We will continue to expand our efforts to address HIV complacency and we will join with our partners at the state and local level to fight HIV-related stigma which as Dr. Fenton pointed out still continues to be a significant barrier to us identifying people who are HIV positive, to continue to keep into care and, treat those individuals who are positive and hopefully to turn this epidemic around.

And last but not least, we will use this strategic plan as a tool to help better understand what our national investment is in this epidemic, to be able to use this tool to report out to the public. The continued progress we hope to make in turning this epidemic around and we hope to engage all of you in this ongoing conversation both in terms of the domestic response and also our international.

And last but not least, I know that all of you have joined this call in part, because you’re going to be planning World AIDS Day events for Federal employees and local employees and the general public, we are grateful to your efforts in that behalf.

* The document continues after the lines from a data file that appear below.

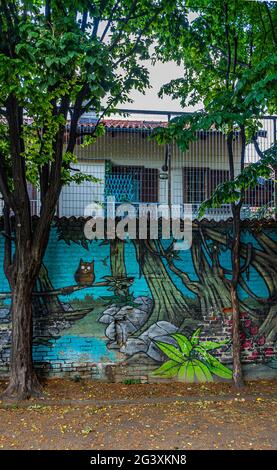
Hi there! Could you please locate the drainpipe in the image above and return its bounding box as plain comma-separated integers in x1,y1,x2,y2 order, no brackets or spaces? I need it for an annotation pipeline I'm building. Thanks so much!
273,117,277,220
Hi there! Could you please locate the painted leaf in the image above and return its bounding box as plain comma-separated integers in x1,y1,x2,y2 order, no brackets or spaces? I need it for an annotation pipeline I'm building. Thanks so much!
194,344,213,364
172,333,192,356
190,328,201,346
152,360,180,379
155,341,184,364
206,354,233,379
194,361,213,382
200,339,230,351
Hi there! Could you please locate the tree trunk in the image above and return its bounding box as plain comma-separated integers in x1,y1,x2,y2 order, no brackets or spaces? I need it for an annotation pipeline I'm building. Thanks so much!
32,264,64,315
4,275,42,400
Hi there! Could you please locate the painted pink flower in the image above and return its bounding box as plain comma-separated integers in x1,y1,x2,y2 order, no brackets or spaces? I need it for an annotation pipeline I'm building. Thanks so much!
242,339,253,349
250,326,259,335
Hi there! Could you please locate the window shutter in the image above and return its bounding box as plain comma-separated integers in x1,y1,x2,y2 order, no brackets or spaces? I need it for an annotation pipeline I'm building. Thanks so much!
244,180,274,207
207,168,229,198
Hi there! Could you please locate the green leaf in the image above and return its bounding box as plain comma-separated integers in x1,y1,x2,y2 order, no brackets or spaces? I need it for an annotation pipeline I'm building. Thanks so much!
190,328,201,346
200,339,230,351
154,341,184,364
178,361,195,383
172,333,192,356
152,360,180,379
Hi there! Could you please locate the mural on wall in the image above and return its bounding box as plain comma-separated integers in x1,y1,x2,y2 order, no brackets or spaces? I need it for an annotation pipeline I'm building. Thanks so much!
0,218,277,382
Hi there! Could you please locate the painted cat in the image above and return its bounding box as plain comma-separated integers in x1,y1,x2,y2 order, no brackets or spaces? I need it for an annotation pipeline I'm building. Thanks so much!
74,259,95,286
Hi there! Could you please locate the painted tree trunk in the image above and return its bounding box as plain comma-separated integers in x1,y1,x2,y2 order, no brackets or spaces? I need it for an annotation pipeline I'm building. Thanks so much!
134,240,193,335
32,264,64,315
230,204,244,388
110,238,126,277
5,275,41,399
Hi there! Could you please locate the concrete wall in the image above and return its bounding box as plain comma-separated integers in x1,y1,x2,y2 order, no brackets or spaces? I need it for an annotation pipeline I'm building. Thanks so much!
0,218,277,382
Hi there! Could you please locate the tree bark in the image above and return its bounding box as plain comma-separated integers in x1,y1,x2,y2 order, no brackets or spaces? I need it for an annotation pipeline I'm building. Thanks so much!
4,274,42,400
134,240,194,336
230,203,244,388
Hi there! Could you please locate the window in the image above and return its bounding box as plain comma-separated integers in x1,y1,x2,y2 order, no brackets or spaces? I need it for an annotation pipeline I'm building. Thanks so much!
105,165,158,203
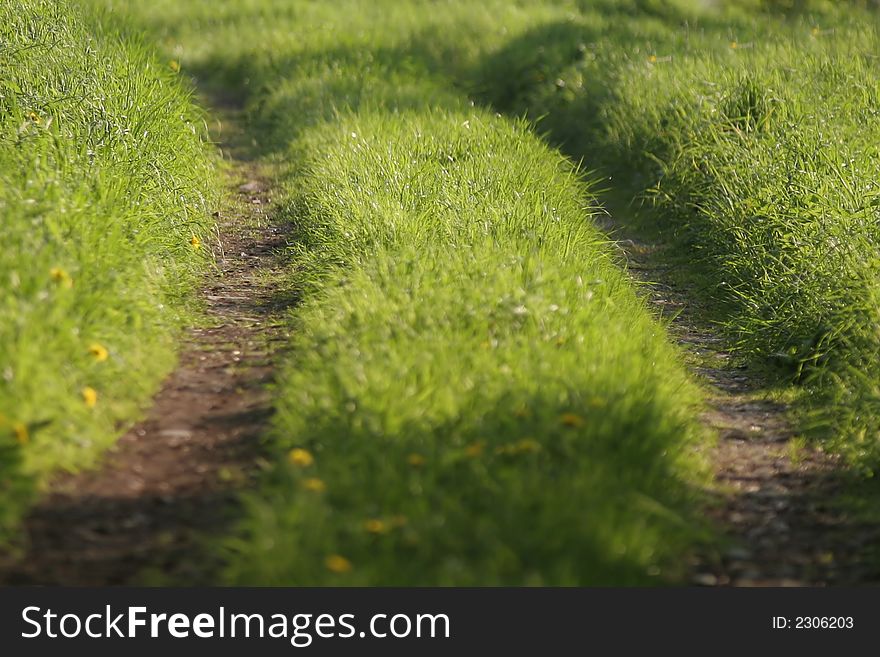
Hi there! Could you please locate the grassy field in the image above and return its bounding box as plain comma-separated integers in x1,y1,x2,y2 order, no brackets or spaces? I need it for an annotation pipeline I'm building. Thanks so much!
99,2,720,584
471,0,880,473
8,0,880,585
0,0,214,530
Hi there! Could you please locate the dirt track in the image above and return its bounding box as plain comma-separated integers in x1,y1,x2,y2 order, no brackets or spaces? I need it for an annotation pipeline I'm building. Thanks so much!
0,110,285,586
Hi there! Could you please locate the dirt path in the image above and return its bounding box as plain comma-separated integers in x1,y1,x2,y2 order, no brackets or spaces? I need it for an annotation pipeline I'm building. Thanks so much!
0,109,285,586
612,219,880,586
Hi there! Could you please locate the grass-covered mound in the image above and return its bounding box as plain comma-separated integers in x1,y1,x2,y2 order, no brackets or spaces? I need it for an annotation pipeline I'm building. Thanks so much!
108,0,716,585
475,0,880,470
0,0,211,528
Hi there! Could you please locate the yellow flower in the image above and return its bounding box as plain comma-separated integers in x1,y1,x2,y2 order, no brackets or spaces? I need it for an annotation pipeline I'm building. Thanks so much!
89,342,110,363
516,438,541,454
287,447,315,468
82,386,98,408
303,477,327,493
513,404,529,418
464,440,486,459
49,267,73,288
364,518,388,534
324,554,352,573
495,438,541,456
12,422,31,445
559,413,584,427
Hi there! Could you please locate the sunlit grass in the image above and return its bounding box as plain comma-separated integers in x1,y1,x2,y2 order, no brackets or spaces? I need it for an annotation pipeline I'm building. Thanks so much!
0,0,212,528
103,1,720,585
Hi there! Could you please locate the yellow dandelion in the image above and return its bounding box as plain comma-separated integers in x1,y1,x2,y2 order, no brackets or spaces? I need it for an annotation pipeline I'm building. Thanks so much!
364,518,388,534
324,554,353,574
303,477,327,493
89,342,110,363
49,267,73,288
287,447,315,468
515,438,541,454
464,440,486,459
559,413,584,427
12,422,31,445
82,386,98,408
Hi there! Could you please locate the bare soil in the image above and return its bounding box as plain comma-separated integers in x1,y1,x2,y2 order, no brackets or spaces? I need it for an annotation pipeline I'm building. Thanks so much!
615,234,880,586
0,109,286,586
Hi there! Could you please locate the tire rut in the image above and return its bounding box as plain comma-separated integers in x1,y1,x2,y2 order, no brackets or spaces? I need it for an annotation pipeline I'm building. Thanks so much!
0,108,287,586
609,229,880,586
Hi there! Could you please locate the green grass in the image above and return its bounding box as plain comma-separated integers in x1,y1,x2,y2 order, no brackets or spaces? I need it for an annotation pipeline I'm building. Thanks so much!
471,0,880,473
103,0,720,585
0,0,213,530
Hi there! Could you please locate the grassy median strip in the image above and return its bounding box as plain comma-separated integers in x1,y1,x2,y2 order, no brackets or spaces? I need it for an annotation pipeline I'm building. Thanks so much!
475,0,880,472
223,111,712,584
0,0,212,529
99,1,705,585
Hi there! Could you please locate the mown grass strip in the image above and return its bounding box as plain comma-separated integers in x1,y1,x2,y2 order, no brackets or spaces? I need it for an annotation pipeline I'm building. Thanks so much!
475,0,880,472
105,0,716,585
0,0,213,530
228,111,712,585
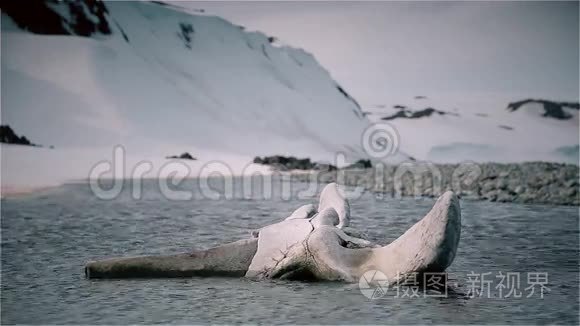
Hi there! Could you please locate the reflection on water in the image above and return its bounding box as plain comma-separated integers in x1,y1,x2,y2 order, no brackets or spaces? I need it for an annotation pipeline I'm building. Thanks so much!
1,181,579,324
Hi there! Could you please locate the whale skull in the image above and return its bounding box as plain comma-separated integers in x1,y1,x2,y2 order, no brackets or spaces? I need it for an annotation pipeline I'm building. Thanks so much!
85,183,461,282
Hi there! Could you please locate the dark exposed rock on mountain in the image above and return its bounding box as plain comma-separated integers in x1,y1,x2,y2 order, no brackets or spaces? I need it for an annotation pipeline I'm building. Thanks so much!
166,152,197,161
498,125,514,130
507,99,580,120
0,125,38,146
381,108,459,120
177,23,195,50
0,0,111,36
345,160,373,169
253,155,336,171
336,84,365,119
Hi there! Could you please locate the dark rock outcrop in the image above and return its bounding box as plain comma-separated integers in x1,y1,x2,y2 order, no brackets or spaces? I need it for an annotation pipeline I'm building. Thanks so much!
0,125,38,146
381,108,459,120
0,0,111,36
253,155,336,171
345,160,373,169
166,152,197,161
292,162,580,206
507,99,580,120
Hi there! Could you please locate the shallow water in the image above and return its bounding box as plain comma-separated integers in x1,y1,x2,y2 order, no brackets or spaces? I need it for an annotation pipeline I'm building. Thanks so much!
1,181,579,324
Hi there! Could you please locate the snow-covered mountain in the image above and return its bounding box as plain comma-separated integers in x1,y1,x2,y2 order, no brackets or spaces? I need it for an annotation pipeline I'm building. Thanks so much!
1,1,408,190
365,96,580,164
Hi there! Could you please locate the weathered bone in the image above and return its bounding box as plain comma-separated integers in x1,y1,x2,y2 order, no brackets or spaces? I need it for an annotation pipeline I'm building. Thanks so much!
318,182,350,229
85,184,461,282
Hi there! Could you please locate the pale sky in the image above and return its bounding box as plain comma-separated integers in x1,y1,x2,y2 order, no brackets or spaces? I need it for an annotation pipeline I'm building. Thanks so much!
177,1,580,105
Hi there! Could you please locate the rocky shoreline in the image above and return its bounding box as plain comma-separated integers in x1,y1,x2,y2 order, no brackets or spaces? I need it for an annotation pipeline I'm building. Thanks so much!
290,162,580,206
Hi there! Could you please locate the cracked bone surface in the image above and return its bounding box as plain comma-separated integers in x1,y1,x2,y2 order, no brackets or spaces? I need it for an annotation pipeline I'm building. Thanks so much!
85,183,461,282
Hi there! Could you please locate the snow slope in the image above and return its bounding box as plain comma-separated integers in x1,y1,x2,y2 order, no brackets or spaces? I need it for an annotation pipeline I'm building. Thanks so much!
1,1,402,192
365,95,579,164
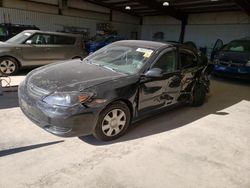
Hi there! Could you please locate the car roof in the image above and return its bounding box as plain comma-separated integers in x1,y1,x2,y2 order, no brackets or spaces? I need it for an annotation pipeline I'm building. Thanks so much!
23,30,81,37
115,40,174,50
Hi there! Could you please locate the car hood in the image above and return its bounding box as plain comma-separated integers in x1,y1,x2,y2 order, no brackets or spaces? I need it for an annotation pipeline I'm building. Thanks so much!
26,60,127,93
215,51,250,63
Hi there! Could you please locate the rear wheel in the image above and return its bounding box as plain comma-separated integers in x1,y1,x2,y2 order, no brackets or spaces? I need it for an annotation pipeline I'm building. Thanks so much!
0,57,19,76
190,84,206,106
94,102,131,141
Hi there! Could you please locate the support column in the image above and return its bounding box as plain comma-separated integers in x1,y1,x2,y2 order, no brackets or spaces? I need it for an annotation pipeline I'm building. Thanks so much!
179,16,188,43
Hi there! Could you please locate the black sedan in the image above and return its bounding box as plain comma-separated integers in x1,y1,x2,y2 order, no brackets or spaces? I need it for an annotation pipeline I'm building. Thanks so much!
19,40,212,141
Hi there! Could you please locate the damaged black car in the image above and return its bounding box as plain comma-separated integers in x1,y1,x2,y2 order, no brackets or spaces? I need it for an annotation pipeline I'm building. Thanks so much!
19,40,211,141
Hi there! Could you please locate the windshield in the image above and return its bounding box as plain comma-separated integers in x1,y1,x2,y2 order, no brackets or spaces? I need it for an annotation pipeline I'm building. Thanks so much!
91,35,106,42
6,31,33,44
222,41,250,52
86,44,153,74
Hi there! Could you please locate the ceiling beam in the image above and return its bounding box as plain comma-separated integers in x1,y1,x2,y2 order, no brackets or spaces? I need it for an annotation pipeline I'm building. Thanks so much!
85,0,140,17
135,0,187,20
234,0,250,17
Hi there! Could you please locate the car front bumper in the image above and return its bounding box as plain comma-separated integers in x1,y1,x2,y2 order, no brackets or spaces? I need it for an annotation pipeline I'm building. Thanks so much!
18,81,101,137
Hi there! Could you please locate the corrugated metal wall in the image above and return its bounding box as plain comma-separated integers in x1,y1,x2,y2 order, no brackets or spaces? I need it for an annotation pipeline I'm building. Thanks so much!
141,12,250,54
0,8,140,38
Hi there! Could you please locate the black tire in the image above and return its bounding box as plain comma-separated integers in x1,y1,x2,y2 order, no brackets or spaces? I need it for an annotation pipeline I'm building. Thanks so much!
190,84,206,106
93,101,131,141
0,57,20,76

And we hope as you’ll have questions that you’ll, you know, utilize yourself and one another as spring points and points of reference for that. Also don’t hesitate to call Miguel Gomez and his team, because the folks at AIDS.gov have years of experience in these events and have been very successful in reaching out to the public.

And finally I want to thank those members of the Federal World AIDS Day Planning Group and I’d like to thank the International World AIDS Day Federal Planning Group who helped plan this call. Those individuals who represent both the international and domestic HIV/AIDS programs and those among you who have labored to ensure that we are all working together expanding the reach of our program and using Worlds AIDS Day to highlight our programs and to bring focus to those things we still need to do. I’d like to thank all of you for this call. Miguel, I’ll turn it back to you.

Mr. Gomez: Thank you so much, Christopher. And I just again just want to ask everyone to please fill out their evaluation form and I want to everyone to know that you were joined by over 1,000 registered sites across the United States from Oklahoma to Florida, to New York, New Jersey, Michigan, Wyoming, et cetera and we really want to share our gratitude for the work you do. And thank you very much. Have a good afternoon.